7 Discussion and conclusions

This paper introduces a novel hierarchical ensemble deep learning algorithm for data-driven lead time prediction. The approach enables real-time order-specific predictions by leveraging the state of production processes captured through sensor technologies. The effectiveness of our approach is demonstrated through two independent case studies. The first case study utilises the Bosch production line dataset which is one of the largest datasets available in the manufacturing literature, making this paper the first to predict lead times using this dataset. Unlike existing studies using this dataset, we cluster products into types based on the unique paths they follow amongst the stations.
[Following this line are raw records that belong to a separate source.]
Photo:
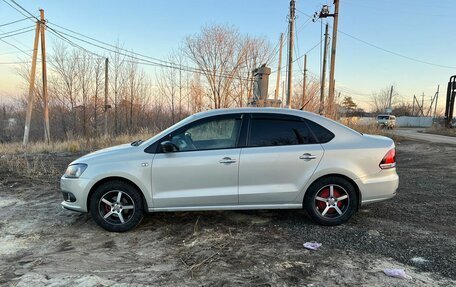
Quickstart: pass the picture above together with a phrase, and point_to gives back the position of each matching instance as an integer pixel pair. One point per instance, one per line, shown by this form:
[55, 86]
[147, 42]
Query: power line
[14, 22]
[17, 30]
[131, 54]
[22, 8]
[15, 34]
[14, 46]
[387, 50]
[13, 52]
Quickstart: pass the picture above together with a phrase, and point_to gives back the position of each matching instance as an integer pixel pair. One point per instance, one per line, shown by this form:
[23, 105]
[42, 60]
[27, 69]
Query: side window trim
[188, 126]
[278, 117]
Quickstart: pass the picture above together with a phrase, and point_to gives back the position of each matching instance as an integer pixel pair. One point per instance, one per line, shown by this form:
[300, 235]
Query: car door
[280, 157]
[203, 169]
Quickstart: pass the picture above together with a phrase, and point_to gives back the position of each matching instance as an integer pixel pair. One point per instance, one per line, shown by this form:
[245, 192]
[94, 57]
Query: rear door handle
[308, 156]
[227, 160]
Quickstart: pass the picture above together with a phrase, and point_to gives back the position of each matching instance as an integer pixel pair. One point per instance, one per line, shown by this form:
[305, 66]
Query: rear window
[322, 134]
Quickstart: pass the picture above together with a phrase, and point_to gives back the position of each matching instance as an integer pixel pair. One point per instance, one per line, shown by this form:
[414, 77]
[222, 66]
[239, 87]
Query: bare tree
[218, 53]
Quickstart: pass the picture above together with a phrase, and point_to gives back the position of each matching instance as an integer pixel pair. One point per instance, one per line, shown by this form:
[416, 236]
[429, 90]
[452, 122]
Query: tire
[113, 214]
[330, 210]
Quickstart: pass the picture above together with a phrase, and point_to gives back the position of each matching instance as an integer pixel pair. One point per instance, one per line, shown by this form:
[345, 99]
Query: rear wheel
[331, 201]
[116, 206]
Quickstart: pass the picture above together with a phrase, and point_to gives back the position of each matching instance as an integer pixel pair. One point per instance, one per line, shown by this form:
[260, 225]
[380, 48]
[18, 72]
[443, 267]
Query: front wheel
[116, 206]
[331, 201]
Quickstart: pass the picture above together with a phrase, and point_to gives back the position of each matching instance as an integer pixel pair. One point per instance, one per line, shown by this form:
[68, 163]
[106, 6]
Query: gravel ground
[41, 244]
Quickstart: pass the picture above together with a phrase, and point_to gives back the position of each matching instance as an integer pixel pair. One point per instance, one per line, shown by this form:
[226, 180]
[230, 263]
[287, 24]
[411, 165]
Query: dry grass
[36, 166]
[72, 145]
[439, 130]
[34, 160]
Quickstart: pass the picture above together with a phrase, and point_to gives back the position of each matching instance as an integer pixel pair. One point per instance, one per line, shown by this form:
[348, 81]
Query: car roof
[255, 110]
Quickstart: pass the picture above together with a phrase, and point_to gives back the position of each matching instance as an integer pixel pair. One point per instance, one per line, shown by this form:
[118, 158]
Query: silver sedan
[233, 159]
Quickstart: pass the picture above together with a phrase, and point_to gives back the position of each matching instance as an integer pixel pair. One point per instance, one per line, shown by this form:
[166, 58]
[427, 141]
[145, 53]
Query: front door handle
[227, 160]
[308, 156]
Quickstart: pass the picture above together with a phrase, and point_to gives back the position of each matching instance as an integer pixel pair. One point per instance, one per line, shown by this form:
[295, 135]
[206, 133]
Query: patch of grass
[73, 145]
[30, 165]
[439, 130]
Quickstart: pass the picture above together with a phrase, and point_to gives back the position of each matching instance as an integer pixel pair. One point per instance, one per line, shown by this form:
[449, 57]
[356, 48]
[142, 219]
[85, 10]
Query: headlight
[75, 170]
This approach is shown to be effective at addressing the dimensionality and sparsity issues inherent in the raw data. Our results highlight the superior performance of the proposed algorithm, which outperforms other prediction methods, notably reducing the mean absolute error.
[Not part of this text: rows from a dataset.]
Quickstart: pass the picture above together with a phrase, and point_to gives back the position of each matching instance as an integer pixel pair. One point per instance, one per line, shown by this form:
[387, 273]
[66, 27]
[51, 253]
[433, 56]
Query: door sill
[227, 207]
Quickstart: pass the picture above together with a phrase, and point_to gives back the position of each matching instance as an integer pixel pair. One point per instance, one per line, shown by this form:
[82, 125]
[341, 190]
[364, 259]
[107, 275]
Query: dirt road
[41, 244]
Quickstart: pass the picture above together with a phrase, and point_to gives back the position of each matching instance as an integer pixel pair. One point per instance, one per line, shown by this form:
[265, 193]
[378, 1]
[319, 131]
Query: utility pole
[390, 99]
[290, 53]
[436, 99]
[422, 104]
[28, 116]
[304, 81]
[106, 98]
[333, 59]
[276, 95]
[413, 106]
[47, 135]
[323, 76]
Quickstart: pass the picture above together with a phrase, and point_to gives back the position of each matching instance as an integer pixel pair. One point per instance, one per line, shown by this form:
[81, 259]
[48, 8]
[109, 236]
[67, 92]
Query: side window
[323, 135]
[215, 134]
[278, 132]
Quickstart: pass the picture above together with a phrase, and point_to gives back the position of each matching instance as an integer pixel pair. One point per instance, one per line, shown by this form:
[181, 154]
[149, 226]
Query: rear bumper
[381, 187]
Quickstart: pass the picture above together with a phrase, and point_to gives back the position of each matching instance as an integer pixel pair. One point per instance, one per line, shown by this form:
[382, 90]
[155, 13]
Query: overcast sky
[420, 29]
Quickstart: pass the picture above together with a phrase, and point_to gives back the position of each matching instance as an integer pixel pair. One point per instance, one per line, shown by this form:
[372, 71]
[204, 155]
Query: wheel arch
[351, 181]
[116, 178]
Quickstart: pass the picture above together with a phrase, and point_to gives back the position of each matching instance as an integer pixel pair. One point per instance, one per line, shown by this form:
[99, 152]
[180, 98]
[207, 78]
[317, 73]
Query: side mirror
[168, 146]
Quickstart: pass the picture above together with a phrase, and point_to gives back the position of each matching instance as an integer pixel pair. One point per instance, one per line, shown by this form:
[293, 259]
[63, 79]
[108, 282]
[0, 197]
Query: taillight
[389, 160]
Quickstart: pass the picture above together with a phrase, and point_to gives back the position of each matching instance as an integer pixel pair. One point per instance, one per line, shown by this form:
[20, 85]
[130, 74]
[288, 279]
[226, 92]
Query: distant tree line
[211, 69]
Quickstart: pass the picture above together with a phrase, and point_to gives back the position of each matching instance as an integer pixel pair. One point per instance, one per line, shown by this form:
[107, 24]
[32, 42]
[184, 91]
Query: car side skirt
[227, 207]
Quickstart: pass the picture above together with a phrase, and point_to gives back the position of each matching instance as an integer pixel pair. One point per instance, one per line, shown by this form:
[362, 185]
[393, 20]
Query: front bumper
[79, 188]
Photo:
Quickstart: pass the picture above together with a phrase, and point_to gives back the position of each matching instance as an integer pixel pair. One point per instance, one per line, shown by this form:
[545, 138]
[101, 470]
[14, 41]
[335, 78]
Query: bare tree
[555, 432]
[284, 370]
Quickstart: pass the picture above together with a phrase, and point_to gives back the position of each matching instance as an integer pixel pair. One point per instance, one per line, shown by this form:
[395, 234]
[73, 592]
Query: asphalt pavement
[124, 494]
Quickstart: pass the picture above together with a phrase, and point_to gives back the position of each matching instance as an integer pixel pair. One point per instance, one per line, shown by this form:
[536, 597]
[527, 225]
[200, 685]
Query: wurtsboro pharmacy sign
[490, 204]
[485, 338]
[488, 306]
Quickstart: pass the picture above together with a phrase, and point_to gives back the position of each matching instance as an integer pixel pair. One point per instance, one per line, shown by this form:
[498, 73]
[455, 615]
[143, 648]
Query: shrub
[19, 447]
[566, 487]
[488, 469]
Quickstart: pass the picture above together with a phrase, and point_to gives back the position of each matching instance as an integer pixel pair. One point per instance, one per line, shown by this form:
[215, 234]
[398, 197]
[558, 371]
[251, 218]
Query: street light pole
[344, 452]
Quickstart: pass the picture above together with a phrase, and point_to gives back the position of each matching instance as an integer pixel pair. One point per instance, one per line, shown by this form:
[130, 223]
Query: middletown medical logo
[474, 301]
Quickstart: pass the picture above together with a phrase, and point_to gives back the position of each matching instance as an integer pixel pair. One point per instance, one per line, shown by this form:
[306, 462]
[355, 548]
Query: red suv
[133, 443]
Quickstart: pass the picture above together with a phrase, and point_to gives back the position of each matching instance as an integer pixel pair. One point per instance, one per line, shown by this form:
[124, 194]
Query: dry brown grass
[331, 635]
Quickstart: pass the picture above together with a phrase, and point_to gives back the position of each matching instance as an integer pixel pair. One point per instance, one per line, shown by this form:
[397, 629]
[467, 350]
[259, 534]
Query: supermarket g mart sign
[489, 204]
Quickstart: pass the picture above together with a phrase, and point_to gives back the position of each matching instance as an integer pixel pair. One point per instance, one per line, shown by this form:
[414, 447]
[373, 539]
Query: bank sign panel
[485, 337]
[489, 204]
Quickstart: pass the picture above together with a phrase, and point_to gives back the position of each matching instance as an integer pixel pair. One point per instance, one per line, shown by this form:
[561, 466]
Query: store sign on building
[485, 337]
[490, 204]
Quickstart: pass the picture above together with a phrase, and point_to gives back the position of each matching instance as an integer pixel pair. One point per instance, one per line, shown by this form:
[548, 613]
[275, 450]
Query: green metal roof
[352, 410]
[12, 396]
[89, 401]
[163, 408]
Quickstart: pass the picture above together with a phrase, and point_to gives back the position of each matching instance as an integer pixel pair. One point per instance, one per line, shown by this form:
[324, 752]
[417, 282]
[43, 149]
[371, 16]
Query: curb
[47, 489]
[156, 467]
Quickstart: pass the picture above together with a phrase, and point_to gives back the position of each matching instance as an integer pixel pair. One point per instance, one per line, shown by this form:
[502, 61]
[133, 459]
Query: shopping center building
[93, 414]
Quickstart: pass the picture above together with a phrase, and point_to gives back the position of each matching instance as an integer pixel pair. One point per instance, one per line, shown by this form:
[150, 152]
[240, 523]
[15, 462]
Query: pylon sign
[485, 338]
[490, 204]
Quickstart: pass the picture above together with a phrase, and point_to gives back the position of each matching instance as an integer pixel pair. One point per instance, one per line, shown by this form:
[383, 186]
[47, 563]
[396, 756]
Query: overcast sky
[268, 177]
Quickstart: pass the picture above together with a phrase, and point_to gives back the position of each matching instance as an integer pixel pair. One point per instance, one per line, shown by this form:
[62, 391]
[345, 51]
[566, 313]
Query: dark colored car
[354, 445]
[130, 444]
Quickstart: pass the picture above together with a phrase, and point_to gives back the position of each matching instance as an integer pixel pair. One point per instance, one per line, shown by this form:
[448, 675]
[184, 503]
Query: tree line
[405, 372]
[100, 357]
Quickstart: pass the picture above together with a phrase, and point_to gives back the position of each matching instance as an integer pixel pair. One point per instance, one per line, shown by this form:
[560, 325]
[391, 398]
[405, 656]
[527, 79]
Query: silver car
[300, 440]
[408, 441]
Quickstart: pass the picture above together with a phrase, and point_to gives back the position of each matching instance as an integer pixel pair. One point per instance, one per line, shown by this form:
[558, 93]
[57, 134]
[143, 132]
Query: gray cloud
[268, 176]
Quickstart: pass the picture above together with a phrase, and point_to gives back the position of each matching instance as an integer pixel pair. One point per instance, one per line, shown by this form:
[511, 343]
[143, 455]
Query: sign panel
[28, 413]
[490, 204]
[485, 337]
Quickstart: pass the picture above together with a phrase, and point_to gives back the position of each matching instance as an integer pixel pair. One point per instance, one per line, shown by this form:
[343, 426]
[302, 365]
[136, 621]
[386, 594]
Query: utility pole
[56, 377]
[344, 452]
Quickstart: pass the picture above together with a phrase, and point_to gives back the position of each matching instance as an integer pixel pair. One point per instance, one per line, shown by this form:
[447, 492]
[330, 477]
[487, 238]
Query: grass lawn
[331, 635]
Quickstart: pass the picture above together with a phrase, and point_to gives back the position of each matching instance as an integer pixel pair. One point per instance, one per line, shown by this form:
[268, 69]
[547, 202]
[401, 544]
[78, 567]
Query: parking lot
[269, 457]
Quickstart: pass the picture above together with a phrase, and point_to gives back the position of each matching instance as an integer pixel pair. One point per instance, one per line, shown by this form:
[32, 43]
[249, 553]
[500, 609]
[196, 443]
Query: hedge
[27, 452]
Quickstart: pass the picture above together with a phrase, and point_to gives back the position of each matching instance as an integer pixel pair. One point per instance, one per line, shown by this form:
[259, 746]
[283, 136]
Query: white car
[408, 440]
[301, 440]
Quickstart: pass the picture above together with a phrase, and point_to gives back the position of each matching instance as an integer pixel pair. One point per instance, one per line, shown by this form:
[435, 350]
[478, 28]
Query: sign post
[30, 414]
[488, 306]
In our second case study, we utilise knowledge of product types and their paths in the Bosch dataset to create a reliability-based make-to-order production system. We simulate outputs from this system to generate synthetic data for lead time prediction. By recording workload, machine health, and performance-related state information at order arrivals, we use these features to predict lead times. The superior performance of the hierarchical ensemble deep learning algorithm is validated on these synthetic datasets. Comparing predictions with the synthetic datasets to the Bosch dataset, we observe significantly higher prediction accuracy in the synthetic datasets, emphasising the importance of real-world data. Additionally, our study with the synthetic datasets allows us to gain insights into relative feature importance. This investigation reveals the potential significance of bottleneck stations’ features, suggesting that close monitoring of these stations can enhance system performance.

Given the high accuracy demonstrated by our hierarchical ensemble deep learning algorithm, future research can explore the development of similar advanced prediction algorithms. For instance, algorithms with more than two levels and additional base learners have the potential to further enhance predictions. Furthermore, alternative prediction algorithms beyond deep neural networks can be investigated. Future research can also focus on refining data-driven predictions that incorporate both lead time and fault information for product orders. This can involve accurately predicting lead times for non-faulty products and early detection of faults for faulty ones, leveraging the fault labels and lead time data available in the Bosch dataset. Another important research direction is the integration of lead time predictions with production system routing decisions. In systems with parallel machines or workstations, accurate lead time predictions based on real-time production data can enhance the utilisation of flexible routing and processing options.